Abstract

Tolbert, Robert J. (West Virginia U., Morgantown.) A seasonal study of the vegetative shoot apex and the pattern of pith development in Hibiscus syriacus. Amer. Jour. Bot. 48(3): 249–255. Illus. 1961.—The shoot apex of Hibiscus syriacus L. is described as having a cytohistological zonation superimposed on a tunica‐corpus configuration. The apex is flat‐topped or may have a saddle‐back or concave appearance as seen in median longitudinal section. The metrameristem, consisting of the tunica and corpus initials, is comprised of large, light‐staining, vacuolate cells that have thick cell walls and exhibit much dark‐staining intercellular substance. Surrounding the metrameristem is the flanking meristem, which is responsible for the outer layers of the shoot, and from which the leaf primordia arise.
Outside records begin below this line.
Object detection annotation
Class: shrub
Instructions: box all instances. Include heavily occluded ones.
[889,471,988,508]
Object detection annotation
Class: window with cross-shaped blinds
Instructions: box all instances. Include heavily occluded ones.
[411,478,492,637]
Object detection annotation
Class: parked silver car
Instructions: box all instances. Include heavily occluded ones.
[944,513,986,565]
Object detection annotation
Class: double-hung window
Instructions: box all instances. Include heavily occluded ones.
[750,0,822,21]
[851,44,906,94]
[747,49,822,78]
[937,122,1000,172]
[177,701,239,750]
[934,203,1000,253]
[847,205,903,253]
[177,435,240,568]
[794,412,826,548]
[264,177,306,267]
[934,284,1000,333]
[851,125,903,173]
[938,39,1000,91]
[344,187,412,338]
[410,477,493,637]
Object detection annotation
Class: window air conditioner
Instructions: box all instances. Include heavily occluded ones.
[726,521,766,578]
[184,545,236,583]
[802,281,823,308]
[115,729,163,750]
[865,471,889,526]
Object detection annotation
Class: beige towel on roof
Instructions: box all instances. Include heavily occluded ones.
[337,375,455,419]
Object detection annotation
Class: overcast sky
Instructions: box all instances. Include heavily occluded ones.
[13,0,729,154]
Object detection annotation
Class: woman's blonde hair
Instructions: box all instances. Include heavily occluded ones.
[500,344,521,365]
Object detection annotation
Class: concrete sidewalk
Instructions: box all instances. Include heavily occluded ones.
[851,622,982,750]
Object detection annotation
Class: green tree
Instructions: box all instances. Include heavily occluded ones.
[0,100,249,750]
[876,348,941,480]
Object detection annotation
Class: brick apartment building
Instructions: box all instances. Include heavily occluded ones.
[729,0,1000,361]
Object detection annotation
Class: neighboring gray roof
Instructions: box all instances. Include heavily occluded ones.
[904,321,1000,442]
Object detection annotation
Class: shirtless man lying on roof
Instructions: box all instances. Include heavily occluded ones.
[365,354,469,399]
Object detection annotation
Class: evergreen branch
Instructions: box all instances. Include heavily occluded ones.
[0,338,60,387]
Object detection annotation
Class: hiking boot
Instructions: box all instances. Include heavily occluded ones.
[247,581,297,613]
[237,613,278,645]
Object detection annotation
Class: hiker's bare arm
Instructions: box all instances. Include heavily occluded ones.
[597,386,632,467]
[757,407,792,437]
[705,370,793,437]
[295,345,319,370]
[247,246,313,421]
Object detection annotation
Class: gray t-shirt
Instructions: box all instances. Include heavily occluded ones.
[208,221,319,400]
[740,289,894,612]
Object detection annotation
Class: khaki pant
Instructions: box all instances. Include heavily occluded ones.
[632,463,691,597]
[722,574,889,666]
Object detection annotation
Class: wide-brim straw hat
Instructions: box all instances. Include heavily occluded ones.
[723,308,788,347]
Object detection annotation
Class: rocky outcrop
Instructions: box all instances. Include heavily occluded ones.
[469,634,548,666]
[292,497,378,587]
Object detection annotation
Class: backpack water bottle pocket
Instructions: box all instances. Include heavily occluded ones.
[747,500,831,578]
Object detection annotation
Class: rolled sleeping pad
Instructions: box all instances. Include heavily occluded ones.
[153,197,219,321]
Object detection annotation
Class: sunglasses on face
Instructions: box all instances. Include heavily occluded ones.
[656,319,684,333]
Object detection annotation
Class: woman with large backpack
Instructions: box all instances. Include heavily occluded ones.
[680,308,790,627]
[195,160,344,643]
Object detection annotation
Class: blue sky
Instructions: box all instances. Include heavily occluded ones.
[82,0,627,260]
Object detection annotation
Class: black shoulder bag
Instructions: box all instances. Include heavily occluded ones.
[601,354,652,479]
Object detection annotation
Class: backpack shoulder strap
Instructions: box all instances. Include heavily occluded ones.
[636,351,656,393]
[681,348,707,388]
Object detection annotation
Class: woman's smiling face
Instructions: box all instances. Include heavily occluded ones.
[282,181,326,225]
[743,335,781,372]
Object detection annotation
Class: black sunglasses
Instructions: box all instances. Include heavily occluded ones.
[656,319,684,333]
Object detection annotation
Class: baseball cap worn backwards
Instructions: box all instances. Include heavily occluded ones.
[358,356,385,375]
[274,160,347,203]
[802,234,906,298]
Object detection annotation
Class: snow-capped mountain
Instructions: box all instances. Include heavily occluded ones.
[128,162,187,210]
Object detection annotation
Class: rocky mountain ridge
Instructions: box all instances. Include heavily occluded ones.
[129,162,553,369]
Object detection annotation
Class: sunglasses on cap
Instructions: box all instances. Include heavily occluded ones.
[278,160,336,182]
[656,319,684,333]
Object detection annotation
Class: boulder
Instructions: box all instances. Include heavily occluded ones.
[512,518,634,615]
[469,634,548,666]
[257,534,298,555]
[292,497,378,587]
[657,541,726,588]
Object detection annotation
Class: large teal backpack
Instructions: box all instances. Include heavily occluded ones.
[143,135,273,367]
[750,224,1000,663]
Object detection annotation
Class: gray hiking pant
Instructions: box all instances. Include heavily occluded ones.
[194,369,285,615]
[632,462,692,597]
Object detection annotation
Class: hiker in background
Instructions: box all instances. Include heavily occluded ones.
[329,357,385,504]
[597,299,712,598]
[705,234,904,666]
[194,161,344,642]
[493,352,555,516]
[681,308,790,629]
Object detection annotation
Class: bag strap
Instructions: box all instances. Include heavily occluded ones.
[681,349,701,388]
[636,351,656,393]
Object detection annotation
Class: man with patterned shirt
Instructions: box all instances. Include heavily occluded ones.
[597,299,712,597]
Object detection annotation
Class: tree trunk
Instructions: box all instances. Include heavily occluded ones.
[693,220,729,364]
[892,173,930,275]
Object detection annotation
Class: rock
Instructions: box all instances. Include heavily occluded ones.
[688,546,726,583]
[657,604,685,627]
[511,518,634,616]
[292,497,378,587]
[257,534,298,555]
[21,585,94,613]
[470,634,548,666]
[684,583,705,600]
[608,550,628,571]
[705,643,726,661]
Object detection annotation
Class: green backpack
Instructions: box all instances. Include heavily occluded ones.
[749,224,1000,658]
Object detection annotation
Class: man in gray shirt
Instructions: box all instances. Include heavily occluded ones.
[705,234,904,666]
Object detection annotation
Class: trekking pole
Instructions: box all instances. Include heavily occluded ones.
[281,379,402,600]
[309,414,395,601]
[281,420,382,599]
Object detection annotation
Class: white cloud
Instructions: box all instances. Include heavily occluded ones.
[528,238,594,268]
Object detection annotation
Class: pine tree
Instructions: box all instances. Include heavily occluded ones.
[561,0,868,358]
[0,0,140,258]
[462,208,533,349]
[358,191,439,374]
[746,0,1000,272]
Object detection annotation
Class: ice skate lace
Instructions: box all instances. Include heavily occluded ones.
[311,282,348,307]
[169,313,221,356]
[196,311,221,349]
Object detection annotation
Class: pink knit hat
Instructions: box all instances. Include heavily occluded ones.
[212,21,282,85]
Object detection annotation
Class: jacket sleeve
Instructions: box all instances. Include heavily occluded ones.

The pith rib meristem lies below the metrameristem and consists of files of cells that are responsible for the pith. There are no major seasonal changes in the structure of the apex during the yearly cycle. The pith displays a long‐shoot type of development with the cells remaining in distinct files during the first flush of growth in the spring. As growth slows and internode elongation is gradually reduced, the pith displays the characteristic short‐shoot type of development, consisting of a spongy tissue of rounded cells with many intercellular spaces and no distinct files of cells. A crown is differentiated across the top of the pith at the end of the growth period. This consists of a band of cells with thick, dark‐staining cell walls, which separates by the apex from the last year's growth. In contrast to many gymnosperms, this crown is dispersed by renewed cell activity the following spring.